In office spaces: thinking against efficiency
In the workplace too, thinking against oneself means refusing the diktat of productivity at all costs. There’s nothing neutral about the open space. It is the heir to an ideology of gentle surveillance, where transparency becomes control (cf. Michel Foucault’s work in Surveiller et punir). Creating a space that allows withdrawal, withdrawal, non-interaction – this is not to go against work, it’s to think of a more human form of relationship to time and to others. Some agencies, such as Lagranja Design in Barcelona, or Jakob+MacFarlane, are experimenting with non-programmed zones in offices, fuzzy interstices that escape commercial logic. Simple yet radical gestures: a bench with no function, a staircase that becomes a lounge, an acoustic alcove at the back of an open space.

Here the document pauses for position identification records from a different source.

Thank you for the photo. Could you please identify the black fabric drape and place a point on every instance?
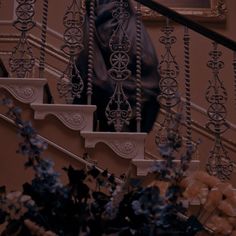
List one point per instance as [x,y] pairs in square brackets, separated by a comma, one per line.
[103,86]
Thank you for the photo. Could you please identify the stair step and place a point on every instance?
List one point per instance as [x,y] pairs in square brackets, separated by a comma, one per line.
[26,90]
[125,145]
[75,117]
[144,166]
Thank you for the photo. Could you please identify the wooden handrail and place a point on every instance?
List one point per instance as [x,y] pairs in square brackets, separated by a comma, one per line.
[183,20]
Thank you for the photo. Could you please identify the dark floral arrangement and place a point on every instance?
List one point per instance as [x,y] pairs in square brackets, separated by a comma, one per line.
[92,203]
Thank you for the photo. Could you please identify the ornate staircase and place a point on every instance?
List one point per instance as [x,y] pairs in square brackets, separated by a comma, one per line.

Design as embodied criticism
In a world dominated by “ambient design”, where Pinterest and Instagram dictate trends, thinking against yourself becomes an act of professional resistance. It’s about rejecting the ease of waxed concrete and blond wood, questioning the proliferation of hanging plants, interrogating the mania for spherical lighting fixtures. Not for the pleasure of provoking, but to rediscover a freedom of invention and narrative in space. For an interior designer, thinking against oneself may mean accepting that a restaurant doesn’t have to look like another restaurant. It’s about introducing discomfort, silence and emptiness. It means questioning the function, light, sound and even rhythm of the space.
What’s at stake here goes beyond mere aesthetics. It’s about making design a place for thought. Not by theorizing after the fact, but by embodying tensions in materials, in circulation, in light. By daring dissonance, silence and the unsaturated. Thinking against oneself means avoiding immediate adherence. It’s about creating a moment of friction that can open the door to a heightened awareness of place – and therefore of the world. Interior architecture can therefore be seen as a poetics of gentle resistance. It’s a way of fighting not against the customer or the user, but against the standardization of space. Thinking against oneself means thinking differently for others. And perhaps, in a world saturated with simulated comfort, this becomes the most authentic form of hospitality.
References
Gilles Deleuze, Foucault, 1986.
Michel Foucault, Surveiller et punir, 1975.
Theodor W. Adorno, Minima Moralia, 1951.
Michel Agier, L’Étranger qui vient: repenser l’hospitalité, 2018.
Matali Crasset, Le design comme attitude, various interviews.
Ilse Crawford, Sensual Home, 2000; Studioilse articles.
Critical writings on open space: Franck Cochoy, Le paradigme de la transparence.